Who Leads the Cloud: Strategies and Trends of Major Cloud Players
This article reviews the current state of cloud computing adoption, explains private, public, hybrid, and industry‑specific clouds, and analyzes the strategies of leading providers such as Microsoft Azure, Oracle, Google Cloud, AWS, VMware, and IBM, offering insight for conference attendees.
Overview of Cloud Computing
Cloud computing combines distributed, parallel, and grid computing to deliver on‑demand compute and storage resources. While definitions vary among vendors, the technical principle is consistent: aggregating resources from many machines and allocating them as services.
Cloud Deployment Models
Modern cloud solutions rely on data‑center infrastructure, policies, management, and applications. Traditional data centers provide hardware facilities, whereas cloud data centers add cloud operating systems and technologies to enable resource pooling, automation, and service models (IaaS, PaaS, SaaS).
To meet generic cloud needs, vendors offer private, public, hybrid, and industry clouds, typically structured as:
Integrated resource pool: virtualized, pooled data‑center resources forming the basis for IaaS.
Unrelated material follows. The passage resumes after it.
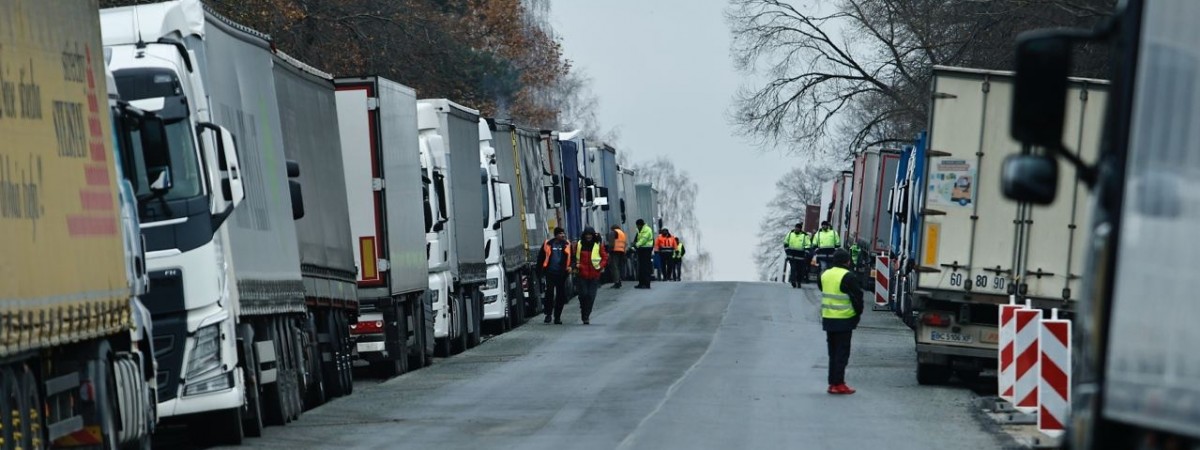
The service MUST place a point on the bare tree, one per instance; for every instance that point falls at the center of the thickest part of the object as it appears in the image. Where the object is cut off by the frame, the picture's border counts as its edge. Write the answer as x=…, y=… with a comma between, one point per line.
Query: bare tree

Hosted public cloud: adds metering, SLA, billing, and multi‑tenant capabilities to the resource pool.
Development‑test cloud: layers a PaaS platform on the pool for internal development and testing.
Industry‑specific clouds (media, telecom, video, government, etc.) extend the pool with domain‑specific features through ISV partnerships, such as VFNI solutions for telecom operators.
Major Cloud Players and Their Strategies
Microsoft Azure leverages its Windows and software ecosystem to strengthen PaaS, expand SaaS (the fastest‑growing segment), and provide comprehensive IaaS. Azure opens its development platform to ISVs and bundles services like Bing, Office 365, and Xbox Live.
Oracle follows a similar path, focusing on PaaS and SaaS while promoting hybrid cloud adoption to lock customers into its platforms.
Google Cloud entered public cloud early but initially de‑emphasized IaaS. After acquiring Kubernetes and Bebop, Google announced a major push into public cloud, targeting developers and Docker‑centric workloads. Notable migrations include Spotify and Apple moving workloads from AWS to GCP.
Amazon Web Services (AWS) remains the dominant platform for developers and enterprises, progressing from IaaS to PaaS and high‑margin SaaS. AWS offers services such as Amazon Aurora, Appstore, CloudDrive, and supports large‑scale customers like Netflix, GE, and Capital One.
VMware focuses on private and hybrid cloud, providing unified management, network security, and the SDDC architecture to bridge private and public clouds.
IBM builds three clouds: a private OpenStack‑based cloud (CMwo), a cloud management service (CMS), and SoftLayer public cloud. Its PaaS platform Bluemix (based on CloudFoundry) integrates Watson AI, big‑data, security, and mobile management capabilities.
Conclusion
The cloud market is rapidly maturing, with 50% of surveyed enterprises already in the cloud and allocating half of their IT budgets to cloud services. Major providers compete by leveraging industry strengths, expanding service portfolios, and targeting both developers and large enterprises. This analysis sets the stage for deeper discussion at the upcoming 8th China Cloud Computing Conference.